## The contents

A common sense on feasibility of some computing resource is that the growth rate for the resource is bounded by a polynomial in input size. In the world of sequential problem solving, the most valuable resource is time. Hence, a problem is feasible, or tractable, if it is solvable in polynomial time and intractable if the best known algorithm has higher than polynomial time complexity and all other intractable problems are known to be reducible to this problem. (Recent advances in complexity theory consider approximatively tractable problems which are intractable if we seek exact solutions, but are tractable if we can accept approximate solutions, but this is beyond the scope of this lecture).

Obviously, a sequentially intractable problem remains intractable in parallel if we use at most polynomial number of processors. And polynomial number of processors is the maximum we can hope for in practice. Hence, parallel complexity theory deals only with sequential polynomial problems. Most of the machinery of the parallel complexity theory is derived from the sequential one, which uses specific formal framework to make its results and conclusions independent on particular implementation details of algorithms and robust with respect to various models and architectures of computing devices. So before explain the basic ideas of the parallel complexity, we review the basic notions of the classical complexity theory, so that we can understand how the parallel complexity theory relates to the classical one.
 Back to the beginning of the page Back to the CS838 class schedule

## Basics notions of sequential complexity theory

• Complexity class: a collection of problems of some characteristic worst cases difficulty. Some problems in a class may be easier than the others, but all of them can be solved within the same resource bounds associated with the class.
• Abstract problem: a binary relation between a set of problem instances and a set of the problem solutions. The size of an instance is the number of symbols (digits, letters, delimiters, etc) in the full problem specification.
Example: SPP = Shortest Path Problem: Given graph G and two vertices u,v, find in G a shortest path between u and v. The set of instances is the set of all triples ( G,u,v) and a given instance may have zero, one, or more solutions - paths from u to v.
• Decision problem: a problem with solutions Yes/No. Optimization problems can be formulated as decision problems, typically by imposing bounds on the values to be optimized.
Example: PATH = the decision problem for SPP: Given G, u,v and an integer k, does a path exist in G between u and v whose length is at most k?
• Observation: If a decision problem is hard, so is the related optimization problem (since easy optimization problem makes the decision problem easy).
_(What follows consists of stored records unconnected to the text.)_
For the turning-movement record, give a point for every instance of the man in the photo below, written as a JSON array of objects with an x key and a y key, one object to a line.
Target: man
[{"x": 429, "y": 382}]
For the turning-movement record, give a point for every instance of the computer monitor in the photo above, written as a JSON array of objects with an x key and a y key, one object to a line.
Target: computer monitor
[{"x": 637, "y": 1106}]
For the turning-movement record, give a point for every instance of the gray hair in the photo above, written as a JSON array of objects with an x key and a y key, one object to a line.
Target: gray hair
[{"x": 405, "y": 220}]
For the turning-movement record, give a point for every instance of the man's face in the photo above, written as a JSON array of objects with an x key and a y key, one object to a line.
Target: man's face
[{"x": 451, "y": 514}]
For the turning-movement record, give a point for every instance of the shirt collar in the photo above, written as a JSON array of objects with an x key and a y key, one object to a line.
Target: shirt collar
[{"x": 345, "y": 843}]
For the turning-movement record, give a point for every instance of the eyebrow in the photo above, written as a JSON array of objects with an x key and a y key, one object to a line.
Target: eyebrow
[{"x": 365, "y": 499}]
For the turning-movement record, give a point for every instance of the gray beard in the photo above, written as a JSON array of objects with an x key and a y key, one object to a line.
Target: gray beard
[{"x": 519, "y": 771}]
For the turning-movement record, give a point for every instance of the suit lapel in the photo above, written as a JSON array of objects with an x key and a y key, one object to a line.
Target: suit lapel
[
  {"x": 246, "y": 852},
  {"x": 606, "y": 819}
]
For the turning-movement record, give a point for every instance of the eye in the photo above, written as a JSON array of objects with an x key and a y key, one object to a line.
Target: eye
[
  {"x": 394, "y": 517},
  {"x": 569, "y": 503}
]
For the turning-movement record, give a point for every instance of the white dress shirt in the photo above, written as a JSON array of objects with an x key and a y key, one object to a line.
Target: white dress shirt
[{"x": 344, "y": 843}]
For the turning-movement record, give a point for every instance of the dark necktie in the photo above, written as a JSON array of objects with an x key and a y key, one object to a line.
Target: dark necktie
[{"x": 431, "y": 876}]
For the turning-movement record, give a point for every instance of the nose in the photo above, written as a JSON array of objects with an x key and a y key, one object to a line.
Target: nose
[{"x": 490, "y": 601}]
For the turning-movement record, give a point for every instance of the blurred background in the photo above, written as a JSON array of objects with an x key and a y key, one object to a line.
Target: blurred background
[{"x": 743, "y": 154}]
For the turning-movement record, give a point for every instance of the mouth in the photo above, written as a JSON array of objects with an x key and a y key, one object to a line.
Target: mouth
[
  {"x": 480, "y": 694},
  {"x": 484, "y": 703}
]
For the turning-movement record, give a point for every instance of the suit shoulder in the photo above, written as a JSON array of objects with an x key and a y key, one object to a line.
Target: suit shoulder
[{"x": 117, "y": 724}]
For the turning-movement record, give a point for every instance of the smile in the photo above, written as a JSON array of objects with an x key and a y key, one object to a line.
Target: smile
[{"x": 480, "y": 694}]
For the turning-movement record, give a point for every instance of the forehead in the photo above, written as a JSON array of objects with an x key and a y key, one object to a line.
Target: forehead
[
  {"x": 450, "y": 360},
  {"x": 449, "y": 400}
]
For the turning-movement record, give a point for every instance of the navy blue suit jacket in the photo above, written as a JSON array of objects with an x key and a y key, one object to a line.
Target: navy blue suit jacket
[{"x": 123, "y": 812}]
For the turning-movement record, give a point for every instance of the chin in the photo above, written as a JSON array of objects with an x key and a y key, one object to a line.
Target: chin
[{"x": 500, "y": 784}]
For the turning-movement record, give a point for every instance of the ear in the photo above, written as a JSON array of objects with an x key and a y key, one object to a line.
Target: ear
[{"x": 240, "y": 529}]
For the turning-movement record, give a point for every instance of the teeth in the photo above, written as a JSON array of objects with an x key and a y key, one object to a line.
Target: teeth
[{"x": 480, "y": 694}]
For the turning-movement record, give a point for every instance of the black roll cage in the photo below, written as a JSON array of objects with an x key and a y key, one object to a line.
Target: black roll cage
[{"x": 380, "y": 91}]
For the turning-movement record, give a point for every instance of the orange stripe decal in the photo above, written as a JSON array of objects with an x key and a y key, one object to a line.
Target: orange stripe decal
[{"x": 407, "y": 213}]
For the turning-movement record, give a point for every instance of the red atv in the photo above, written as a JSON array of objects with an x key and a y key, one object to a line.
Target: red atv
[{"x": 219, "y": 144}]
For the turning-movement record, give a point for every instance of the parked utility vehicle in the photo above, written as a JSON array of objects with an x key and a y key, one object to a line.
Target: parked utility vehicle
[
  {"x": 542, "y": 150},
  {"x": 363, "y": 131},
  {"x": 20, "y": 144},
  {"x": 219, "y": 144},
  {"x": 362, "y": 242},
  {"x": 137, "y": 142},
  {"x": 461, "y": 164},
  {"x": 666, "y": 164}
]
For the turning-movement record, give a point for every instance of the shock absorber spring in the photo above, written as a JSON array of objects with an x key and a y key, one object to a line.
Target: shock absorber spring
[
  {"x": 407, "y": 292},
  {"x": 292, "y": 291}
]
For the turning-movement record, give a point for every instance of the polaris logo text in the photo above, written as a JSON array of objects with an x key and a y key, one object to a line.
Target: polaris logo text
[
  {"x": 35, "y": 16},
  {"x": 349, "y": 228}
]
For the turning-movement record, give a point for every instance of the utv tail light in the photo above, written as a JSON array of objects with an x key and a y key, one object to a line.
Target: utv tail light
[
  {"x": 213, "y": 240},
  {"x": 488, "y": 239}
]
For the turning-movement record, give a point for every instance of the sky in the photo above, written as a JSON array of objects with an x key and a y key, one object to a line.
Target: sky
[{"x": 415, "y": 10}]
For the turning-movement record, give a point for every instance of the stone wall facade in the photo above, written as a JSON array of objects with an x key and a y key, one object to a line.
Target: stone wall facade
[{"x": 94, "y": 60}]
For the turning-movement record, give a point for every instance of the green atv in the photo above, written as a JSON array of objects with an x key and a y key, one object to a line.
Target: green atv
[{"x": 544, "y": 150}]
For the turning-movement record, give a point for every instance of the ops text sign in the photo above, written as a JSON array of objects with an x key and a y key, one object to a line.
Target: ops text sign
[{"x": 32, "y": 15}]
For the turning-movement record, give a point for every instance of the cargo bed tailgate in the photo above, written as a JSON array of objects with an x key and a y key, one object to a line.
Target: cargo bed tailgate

Therefore, the complexity theory deals only with decision problems. We will examine this in mode detail later!!
• Compact encoding: Any abstract notions, such as numbers, graphs, functions, polygons, programs, can be encoded using strings over some finite alphabet Z. An encoding is compact if the length of the encoded instance is of the same order as the size of the abstract instance. That is, they must be equivalent within a polynomial factor. This usually translates into the equirement that any value n must be encoded with O(logm n) symbols of Z, where m=|Z|. Other obvious requirements on an encoding scheme are that it is must be easy to produce the encoding of any instance of the problem and that it may not produce more computational hints than any other encoding.
• Concrete problem: an abstract problem encoded for a computing device using some compact encoding, typically a binary one (such as ASCII).
• Input size: the length of a binary encoding of a problem instance, denoted by |x| for input x.
Example: A graph G on n vertices can be encoded by an adjacency matrix of n2 bits, hence |G|=n2.
• Sequential time: A sequential algorithm solves a concrete problem in time T(n) if it produces a solution in time O(T(|x|)) for any input x.
• Polynomial class P: the set of all problems with T(n)=O(nO(1)). A polynomial problem remains polynomial regardless of which compact'' encoding is chosen, since any such encoding can be converted into a binary one in polynomial time. That is why the complexity theory deals only with binary encoding.
• Binary language: a subset of binary strings. Any decision problem Q can be viewed as a language
LQ={x in {0,1}*; Q(x)=1} of yes'' instances.
Example: LPATH: {( G,u,v,k); G is a graph with vertices V, u,v in V, k>= 0 is an integer, and there is a path between u and v in G whose length is at most k}.
• Input accepted/rejected by an algorithm: Algorithm A accepts (rejects) binary string x if A outputs 1 (0) for input x.
• Acceptability: L is accepted in time T(n) if any x in L is accepted in time T(n). To accept a language, the algorithm needs only to worry about strings in the language. If x is not accepted, then it is either rejected or A may loop forever for input x.
• Characteristic function of language L: function fL:{0,1}*->{0,1} such that fL(x)=1 if x in L and fL(x)=0 otherwise.
• Decidability: Language L is decidable in sequential time T(n) iff fL is computable in O(T(n)) time. (Hence, if there is an algorithm which accepts every string x in L and rejects every x\not in L in time O(T(|x|))). There are problems such as Turing Halting Problem for which there is an accepting algorithm, but there is no deciding algorithm.
• Polynomial class P: the set of all languages decidable in sequential polynomial time.
• Verification algorithm: an algorithm A with arguments x and y where x is an ordinary input set and y is a certificate. A verifies x if there is a certificate y such that A(x,y)=1. The language verified by a verification algorithm A is LA={x in {0,1}*;\exists y in {0,1}* such that A(x,y)=1}. If x\not in LA, then there must be no certificate y such that A(x,y)=1.
• Complexity class NP: the class of all languages that can be verified by polynomial-time verification algorithms. More precisely, L is in NP iff there is a verification algorithm A such that L={x in {0,1}*; \exists certificate y such that |y|=O(|x|O(1)) and A(x,y)=1}. (Historically, NP stands for nondeterministic polynomial).
Example: Hamiltonian-cycle problem (HC): Given graph G, does it have a Hamiltonian cycle. No polynomial-time algorithm is known to decide HC. However, HC is in NP, since given a graph G and a permutation of its vertices, we can verify in polynomial time whether the permutation is a Hamiltonian cycle of G.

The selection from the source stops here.